Alerts/Notifications: The (rule-based) triggering function in SMAP_FS allows every user and/or program to be notified automatically by alarm, message, text-message, email and so on regarding any form of file access. This may be relevant for security reasons but may also be an advantage as a workflow feature or serve to relieve the system administrators.

Statistics: SmApper allows almost unlimited statistics to be recorded via File I/O. Using this tool, it would not only be conceivable to measure when and how often a particular file was opened or modified but also which parts of it were affected. Moreover, it would be possible to keep track of accessing clients in order, for instance, to acknowledge a storage location which does not correspond to user patterns and therefore seems disadvantageous. Also analysis could be made which would permit an evaluation of data to be performed under the heading ‘What does it contribute to the net product of the company?’.

Replication: Following on from implicit copies, replication means that SmApper enables rule-based replications to be carried out at file as well as block level. A useful replication would mean for example that a file is replicated automatically in a storage location which is more in keeping with user patterns, in order to increase performance (see Statistics).

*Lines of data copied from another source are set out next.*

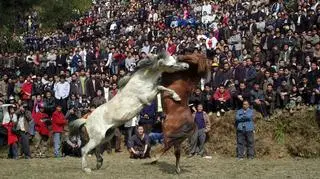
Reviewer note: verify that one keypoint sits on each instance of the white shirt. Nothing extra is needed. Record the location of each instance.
(61, 90)
(20, 124)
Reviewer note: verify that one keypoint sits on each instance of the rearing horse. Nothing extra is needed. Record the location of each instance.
(140, 90)
(179, 124)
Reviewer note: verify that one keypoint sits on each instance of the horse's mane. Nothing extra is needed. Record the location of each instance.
(199, 60)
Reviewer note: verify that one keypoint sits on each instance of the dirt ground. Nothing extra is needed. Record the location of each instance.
(120, 166)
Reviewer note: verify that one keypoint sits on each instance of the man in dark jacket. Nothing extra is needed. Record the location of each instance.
(139, 144)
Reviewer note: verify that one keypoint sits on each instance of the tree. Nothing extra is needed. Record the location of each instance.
(54, 13)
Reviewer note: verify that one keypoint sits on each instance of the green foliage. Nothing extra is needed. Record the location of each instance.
(52, 12)
(279, 132)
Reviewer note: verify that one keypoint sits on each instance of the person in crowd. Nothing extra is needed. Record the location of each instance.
(283, 94)
(222, 100)
(315, 98)
(9, 121)
(270, 99)
(242, 93)
(196, 98)
(295, 100)
(98, 99)
(156, 135)
(26, 92)
(130, 128)
(245, 135)
(61, 92)
(199, 137)
(139, 144)
(49, 103)
(42, 133)
(58, 123)
(208, 102)
(257, 98)
(73, 102)
(71, 146)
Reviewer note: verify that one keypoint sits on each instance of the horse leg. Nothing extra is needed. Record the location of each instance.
(98, 152)
(90, 145)
(85, 150)
(177, 153)
(171, 92)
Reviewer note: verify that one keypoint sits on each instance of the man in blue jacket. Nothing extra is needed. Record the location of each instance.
(245, 127)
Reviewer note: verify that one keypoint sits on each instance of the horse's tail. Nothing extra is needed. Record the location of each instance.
(75, 126)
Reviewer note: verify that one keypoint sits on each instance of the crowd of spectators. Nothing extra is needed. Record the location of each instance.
(260, 51)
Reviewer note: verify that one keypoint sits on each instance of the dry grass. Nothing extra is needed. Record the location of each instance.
(286, 135)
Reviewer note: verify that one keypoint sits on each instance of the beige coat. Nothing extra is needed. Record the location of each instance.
(206, 120)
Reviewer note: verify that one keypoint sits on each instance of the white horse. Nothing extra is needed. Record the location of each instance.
(140, 90)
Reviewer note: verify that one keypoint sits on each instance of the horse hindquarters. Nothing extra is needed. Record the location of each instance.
(94, 141)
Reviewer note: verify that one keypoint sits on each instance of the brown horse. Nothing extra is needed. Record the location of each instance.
(179, 124)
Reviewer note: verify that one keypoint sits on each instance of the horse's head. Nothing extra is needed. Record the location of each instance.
(199, 64)
(170, 64)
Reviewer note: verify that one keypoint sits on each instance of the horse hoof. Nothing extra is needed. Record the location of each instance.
(87, 170)
(99, 165)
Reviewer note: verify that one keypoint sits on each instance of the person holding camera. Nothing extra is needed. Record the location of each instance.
(139, 145)
(42, 121)
(24, 118)
(245, 127)
(9, 122)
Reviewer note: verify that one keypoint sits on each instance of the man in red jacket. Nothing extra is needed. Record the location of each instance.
(26, 92)
(58, 123)
(222, 99)
(41, 120)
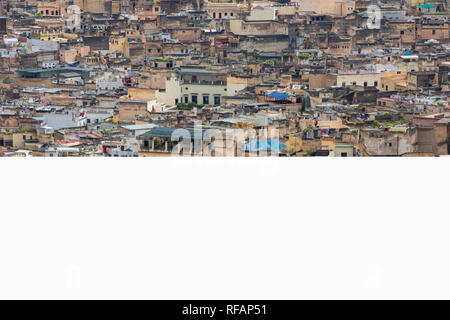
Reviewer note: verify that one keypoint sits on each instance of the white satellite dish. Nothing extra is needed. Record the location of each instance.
(73, 20)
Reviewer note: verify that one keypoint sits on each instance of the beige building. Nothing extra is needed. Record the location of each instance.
(339, 8)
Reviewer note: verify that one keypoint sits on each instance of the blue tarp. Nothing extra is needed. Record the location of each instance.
(278, 95)
(267, 145)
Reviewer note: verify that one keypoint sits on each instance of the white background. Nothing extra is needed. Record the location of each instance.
(183, 228)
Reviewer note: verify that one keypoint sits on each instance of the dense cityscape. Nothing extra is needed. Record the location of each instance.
(299, 78)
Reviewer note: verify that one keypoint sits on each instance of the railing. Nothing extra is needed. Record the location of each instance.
(211, 83)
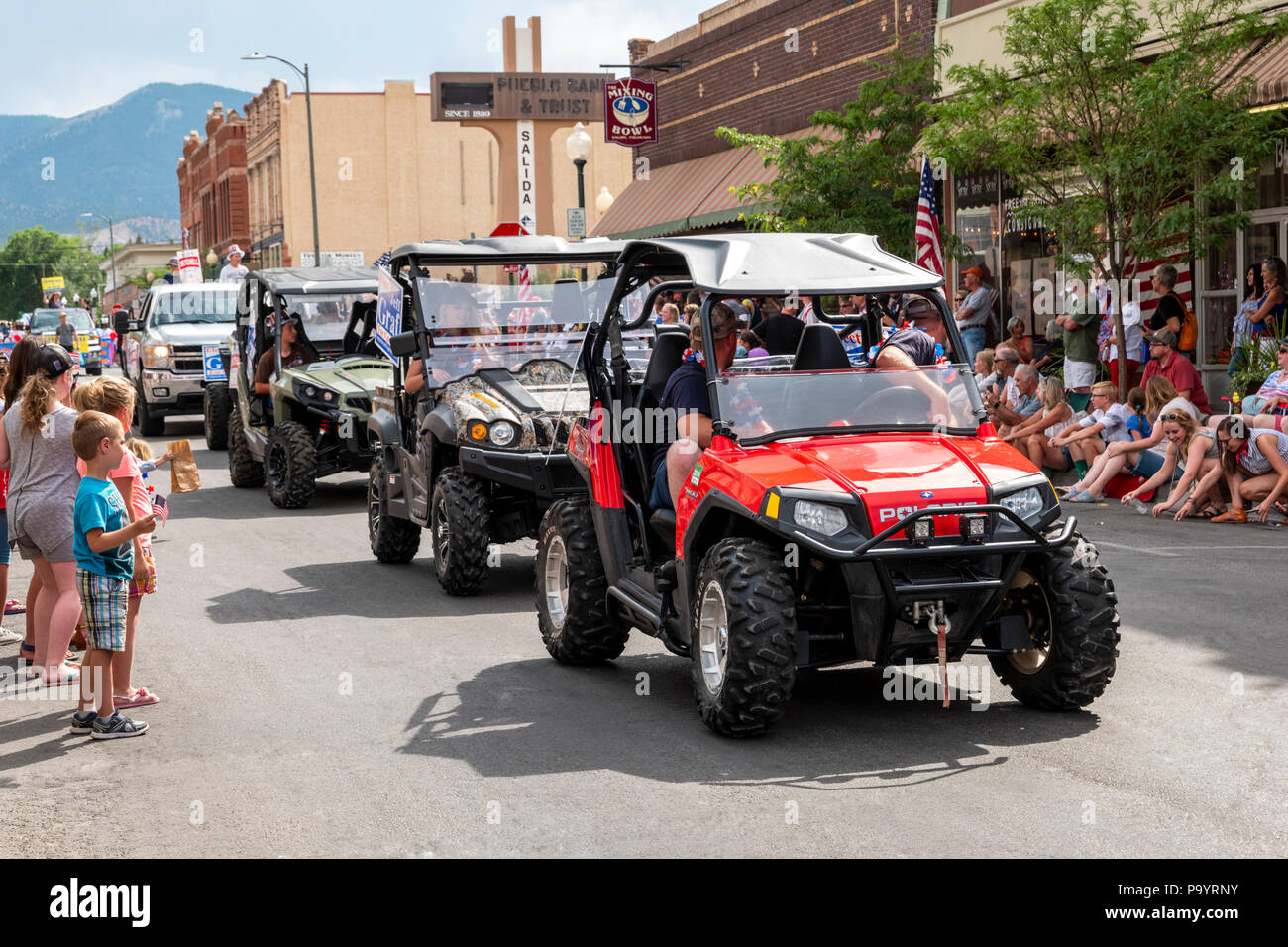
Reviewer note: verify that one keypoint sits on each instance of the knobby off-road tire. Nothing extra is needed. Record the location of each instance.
(571, 589)
(290, 466)
(460, 528)
(391, 539)
(244, 471)
(1069, 600)
(147, 423)
(743, 647)
(218, 403)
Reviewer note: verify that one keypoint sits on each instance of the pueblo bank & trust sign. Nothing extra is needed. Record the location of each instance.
(516, 95)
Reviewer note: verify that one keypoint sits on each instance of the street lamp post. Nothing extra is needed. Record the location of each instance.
(313, 179)
(579, 150)
(111, 247)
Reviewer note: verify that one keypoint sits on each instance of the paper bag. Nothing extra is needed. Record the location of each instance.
(183, 470)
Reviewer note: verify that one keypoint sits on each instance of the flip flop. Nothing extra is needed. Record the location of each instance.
(141, 698)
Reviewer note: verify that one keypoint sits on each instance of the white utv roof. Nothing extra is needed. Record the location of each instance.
(777, 263)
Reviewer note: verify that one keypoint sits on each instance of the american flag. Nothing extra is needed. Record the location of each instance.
(930, 250)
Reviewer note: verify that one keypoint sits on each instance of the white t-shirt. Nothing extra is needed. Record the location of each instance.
(1115, 419)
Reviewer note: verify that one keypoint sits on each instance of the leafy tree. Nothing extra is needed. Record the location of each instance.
(1122, 151)
(862, 172)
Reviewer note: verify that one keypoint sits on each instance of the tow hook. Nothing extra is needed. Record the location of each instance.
(936, 620)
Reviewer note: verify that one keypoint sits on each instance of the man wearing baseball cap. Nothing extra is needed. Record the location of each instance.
(687, 395)
(974, 313)
(1166, 361)
(235, 270)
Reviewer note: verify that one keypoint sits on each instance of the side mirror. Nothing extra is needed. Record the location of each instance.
(403, 344)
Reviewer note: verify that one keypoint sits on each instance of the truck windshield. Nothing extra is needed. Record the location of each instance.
(202, 304)
(763, 403)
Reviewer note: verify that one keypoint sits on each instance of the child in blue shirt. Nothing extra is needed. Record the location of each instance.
(104, 562)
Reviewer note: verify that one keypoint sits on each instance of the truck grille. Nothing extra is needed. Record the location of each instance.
(188, 359)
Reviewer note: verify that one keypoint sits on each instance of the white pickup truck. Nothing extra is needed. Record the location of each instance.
(171, 351)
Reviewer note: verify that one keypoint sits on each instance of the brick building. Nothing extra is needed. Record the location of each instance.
(761, 65)
(213, 198)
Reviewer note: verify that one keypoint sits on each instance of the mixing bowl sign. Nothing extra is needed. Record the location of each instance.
(630, 111)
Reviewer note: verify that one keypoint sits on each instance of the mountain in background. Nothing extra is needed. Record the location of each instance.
(117, 159)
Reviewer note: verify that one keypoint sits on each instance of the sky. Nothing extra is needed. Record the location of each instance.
(64, 56)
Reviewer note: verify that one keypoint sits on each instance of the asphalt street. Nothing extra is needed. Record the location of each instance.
(317, 702)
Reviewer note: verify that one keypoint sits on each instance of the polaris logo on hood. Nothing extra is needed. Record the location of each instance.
(893, 514)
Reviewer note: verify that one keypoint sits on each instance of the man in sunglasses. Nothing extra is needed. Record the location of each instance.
(1164, 360)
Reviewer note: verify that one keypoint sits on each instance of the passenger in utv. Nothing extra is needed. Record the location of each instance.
(687, 395)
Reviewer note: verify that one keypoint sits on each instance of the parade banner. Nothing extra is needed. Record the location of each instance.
(630, 112)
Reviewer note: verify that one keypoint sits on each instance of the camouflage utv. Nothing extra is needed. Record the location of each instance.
(313, 423)
(477, 454)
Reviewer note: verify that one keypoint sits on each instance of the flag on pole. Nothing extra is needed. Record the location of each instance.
(930, 252)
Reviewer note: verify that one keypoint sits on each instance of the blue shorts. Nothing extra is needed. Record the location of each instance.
(661, 496)
(1149, 463)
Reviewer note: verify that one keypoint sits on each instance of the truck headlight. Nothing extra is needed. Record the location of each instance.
(156, 356)
(818, 517)
(1024, 502)
(501, 433)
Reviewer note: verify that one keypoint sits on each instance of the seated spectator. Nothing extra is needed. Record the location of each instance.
(1033, 437)
(1166, 361)
(1254, 467)
(984, 375)
(1127, 455)
(1018, 341)
(1005, 418)
(1089, 437)
(1192, 451)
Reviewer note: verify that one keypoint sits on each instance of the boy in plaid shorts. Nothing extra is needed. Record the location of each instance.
(104, 562)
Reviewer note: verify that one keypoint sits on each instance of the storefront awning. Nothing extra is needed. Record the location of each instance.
(690, 195)
(1267, 68)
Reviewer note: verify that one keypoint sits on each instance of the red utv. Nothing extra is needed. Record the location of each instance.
(841, 512)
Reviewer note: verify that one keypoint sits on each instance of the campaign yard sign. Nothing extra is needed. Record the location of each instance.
(211, 365)
(189, 265)
(630, 112)
(387, 312)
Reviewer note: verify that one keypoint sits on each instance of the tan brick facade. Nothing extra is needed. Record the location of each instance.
(387, 175)
(746, 69)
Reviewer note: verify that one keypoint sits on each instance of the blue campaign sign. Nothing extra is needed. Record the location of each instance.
(387, 312)
(213, 367)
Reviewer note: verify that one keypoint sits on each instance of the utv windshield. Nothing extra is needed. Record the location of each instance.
(761, 403)
(513, 321)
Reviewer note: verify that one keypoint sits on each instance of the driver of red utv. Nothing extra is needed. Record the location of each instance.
(687, 395)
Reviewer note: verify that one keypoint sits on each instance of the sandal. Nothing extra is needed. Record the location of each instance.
(142, 698)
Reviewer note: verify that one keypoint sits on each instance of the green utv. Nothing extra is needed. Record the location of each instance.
(313, 423)
(473, 447)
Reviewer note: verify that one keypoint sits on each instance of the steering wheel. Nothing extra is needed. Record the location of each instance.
(901, 405)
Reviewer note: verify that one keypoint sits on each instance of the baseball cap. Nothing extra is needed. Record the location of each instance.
(53, 360)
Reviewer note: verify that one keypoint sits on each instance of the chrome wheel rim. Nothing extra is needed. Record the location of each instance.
(442, 538)
(1031, 603)
(713, 638)
(557, 582)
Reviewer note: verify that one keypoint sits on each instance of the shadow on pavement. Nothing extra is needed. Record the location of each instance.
(537, 716)
(369, 589)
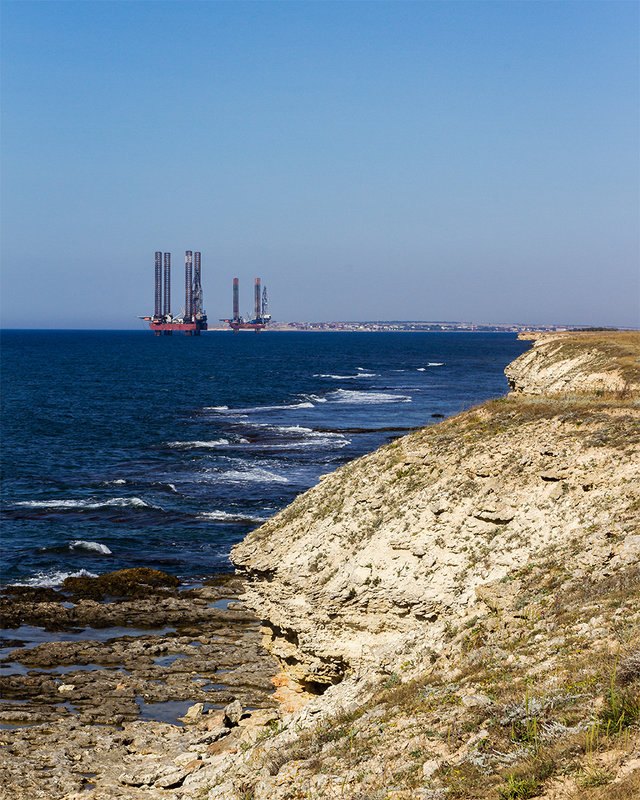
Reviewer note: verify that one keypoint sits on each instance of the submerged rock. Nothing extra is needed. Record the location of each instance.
(138, 582)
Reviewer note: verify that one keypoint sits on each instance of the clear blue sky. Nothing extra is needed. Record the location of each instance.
(370, 160)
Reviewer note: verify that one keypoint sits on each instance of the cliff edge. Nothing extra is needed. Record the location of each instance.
(587, 362)
(456, 614)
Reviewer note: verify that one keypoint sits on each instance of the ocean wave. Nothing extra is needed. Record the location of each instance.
(257, 409)
(366, 398)
(120, 502)
(224, 516)
(298, 436)
(49, 580)
(251, 475)
(198, 444)
(93, 547)
(346, 377)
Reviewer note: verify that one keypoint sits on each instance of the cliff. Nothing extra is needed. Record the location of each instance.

Distributed data: As the SMAP_FS cancels the direct connection between logical file access and physical file location permanently using the stacking layers, files or parts of files can move within a storage grid in a rule-based way. In other words, this capability merges the caching and storage components which, until now, had been treated separately.

Virtual directories: Using SMAP_FS, files which are physically located in completely separate tree structures or even different file systems can be logically displayed as though they are in one directory. To give a practical example, these could be directories for project groups or virtual company teams.

Content integrity: SMAP_FS safeguards the integrity of all attributes of a smap_base_type object, from system-specific attributes to user-defined attributes. This allows a file to be given additional information, whose life cycle is equally linked to the file as its contents.

Several file views: Using the capacity to extract and convert data and then add it as an attribute (or an attribute object) to the original file, it is possible to allow several ways of viewing a file. For instance, a user could preview a CAD document without having installed the CAD application. Newspaper headline editors would be able to view the headline only of a story without having to struggle with the rest of it and even to modify it without needing the full editorial system. As a further variation, there could be a network-specific or even device-specific view of a file. A PDA for example could get a lower resolution than a conventional PC.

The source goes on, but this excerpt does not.